Lobbying. Le Sénat dans l’agenda d’Israël

Photo : LIONEL BONAVENTURE / AFP
Qu’est-ce qu’un lobby israélien pourrait bien apprendre aux députés sur « les violences sexuelles en temps de guerre », si ce n’est la propagande au service de l’État hébreu et de son « armée la plus morale du monde », dont les soldats n’hésitent pas à violer femmes et hommes palestiniens, comme le dénoncent de nombreuses ONG indépendantes ? C’est Mediapart qui a soulevé le lièvre, jetant une lumière crue sur cette rencontre qui devait être organisée ce lundi au Sénat français.
On apprend ainsi que le 10 novembre, le Sénat accueillait la deuxième édition d’un « sommet annuel » de la Coalition mondiale des femmes contre les violences basées sur le genre utilisées comme armes de guerre, sous le patronage de la sénatrice centriste Dominique Vérien, présidente de la délégation aux droits des femmes au Palais du Luxembourg.
Aurore Bergé, la ministre déléguée chargée de l’Égalité, devait intervenir en amont d’une table ronde. Le programme de l’événement annonçait aussi la présence de Manuel Valls, d’élu·es français·es et étranger·es, dont des représentant·es du gouvernement israélien, de juristes et d’ONG.
La présence de membres du gouvernement israélien à cette manifestation soulève des questions embarrassantes pour les parlementaires, mais également pour l’exécutif, quant à l’indépendance de la diplomatie et de la politique française dans le conflit à Gaza.
D’après l’enquête de Mediapart, un document officiel accessible sur le site de l’administration des marchés publics d’Israël confirme l’aval pour une enveloppe de 72 000 euros consacrée à cette rencontre, formalisée par un contrat signé le 17 août dernier avec Elnet, illustrant un financement direct de l’État hébreu dans la prise en charge partielle du colloque.
Une intervention du gouvernement israélien, en contradiction avec les déclarations officieuses du lobby pro-israélien Elnet (European Leadership Network), qui a toujours soutenu qu’il n’acceptait que les contributions privées, clamant une totale indépendance vis-à-vis du gouvernement israélien.
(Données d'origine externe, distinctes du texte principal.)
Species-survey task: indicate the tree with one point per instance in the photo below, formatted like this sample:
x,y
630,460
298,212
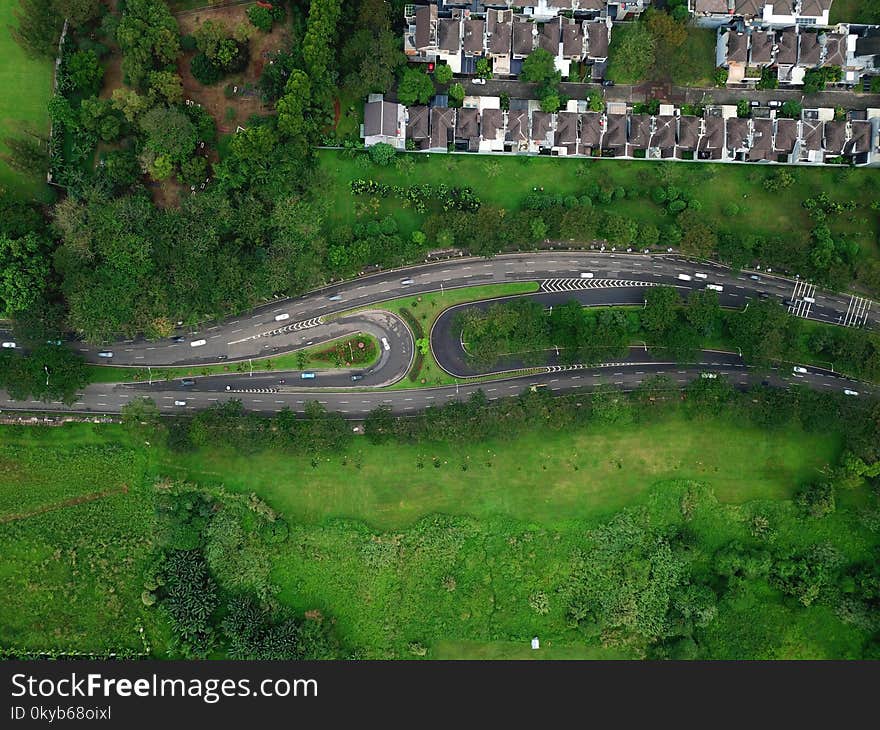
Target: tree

Officiellement, l’objectif du colloque est de renforcer la coopération mondiale contre les violences faites aux femmes dans les zones de conflit, en promouvant la justice internationale et la prévention. Mais, selon l’enquête des journalistes, la discrétion était assumée puisque le colloque n’a été ni annoncé publiquement ni présenté à l’ensemble des parlementaires.
Ce qui confirme, une fois de plus, une participation d’Israël qui profite d’une relative opacité, malgré la législation imposant aux cabinets de lobbying de déclarer leurs activités et de désigner clairement l’origine de leurs financements auprès de la Haute Autorité pour la transparence de la vie publique (HATVP).
Il faut savoir qu’Elnet mène depuis près d’une décennie une campagne systématique pour renforcer les liens entre la France et Israël, ciblant plus spécifiquement les parlementaires français. Et depuis le 7 octobre 2023, de nombreux voyages ont été offerts à des élus français pour arracher leur soutien à la politique israélienne dans les territoires occupés.